Мозес скривился — вспомнил, как на него орали сразу четыре сотрудницы Еврейского Агентства. В порту, когда всех вновь прибывших регистрировали и выдавали временные удостоверения личности, сотрудница спросила у Мозеса, как того зовут. Мозес ответил. Она переспросила, кивнула и сказала: «А, Моше! Беседер, так и запишем!». Мозес на иврите не говорил, но немного понимал и заспорил. «Родители назвали меня Мозес, а не Моше», настаивал он. «Это одно и то же», отмахнулась сотрудница. Мозес вежливо попросил исправить. Сотрудница напряглась и тоже уперлась. Тогда Мозес потерял остатки самообладания и стал кричать, что не потерпит, чтобы его имя коверкали. За Мозеса вступился уже прошедший регистрацию Саша. Потом на шум прибежали еще несколько человек, что только подлило масла в огонь. В конце концов, Мозесу пришлось уступить. Пока он разбирался, за ними скопилась огромная очередь — остальные сотрудники побросали все дела и регистрация забуксовала. Видя, что дело затягивается, очередь сначала глухо роптала, но надолго терпения не хватило — вскоре в ход пошли руки. Брыкающегося и сопротивляющегося Мозеса просто выволокли наружу и бросили на землю. Следом сотрудница вынесла документы и швырнула их ему в лицо. Следующим в очереди был Генрих. Помня о судьбе Мозеса, он и не думал протестовать, когда его переименовали в Арье. В возникшей суматохе он чуть было не потерял друзей, еле успел вскочить в уже отъезжавший грузовик.

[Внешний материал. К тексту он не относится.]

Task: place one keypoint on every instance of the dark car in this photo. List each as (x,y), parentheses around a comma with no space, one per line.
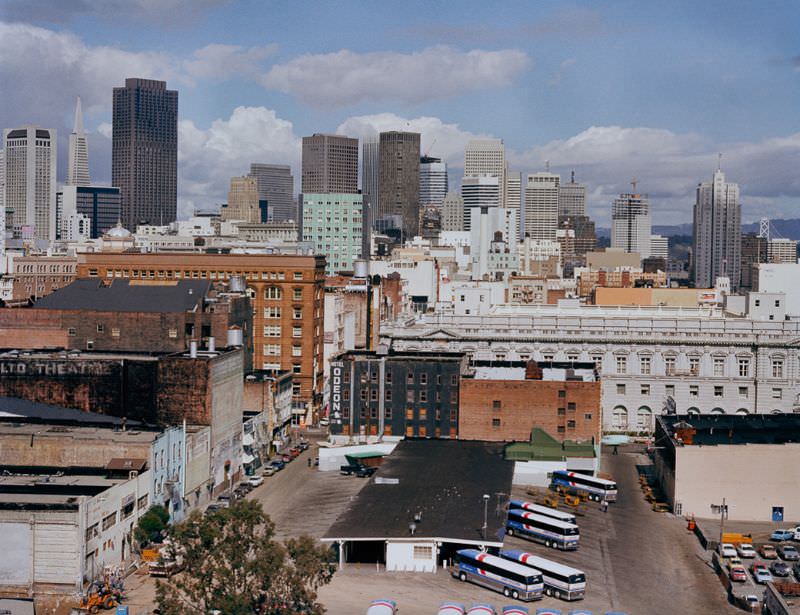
(788,553)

— Не вижу ничего плохого в изменении имен, — сказал Давид, заслужив гневный взгляд Мозеса. — Вспомните, Мозес был единственным, кто протестовал. А многие сами просили сменить имя на ивритское.
— Тебе легко говорить — тебя-то никто не тронул, — проворчал Мозес, остывая. Генрих затрясся в беззвучном смехе.
Саша как в воду глядел. На следующее утро в «мерказ клита», куда определили часть пассажиров, пришел Цви. Гладко выбритый, подтянутый, под мышкой пробковый шлем, на поясе кобура. Он прошелся по комнатам, собирая своих.
— Собирайтесь, — приказал он и посмотрел на Сашу. — И ты тоже. Вот официальная повестка — тебя призывают. — Он достал из командирской сумки бумагу и протянул Саше.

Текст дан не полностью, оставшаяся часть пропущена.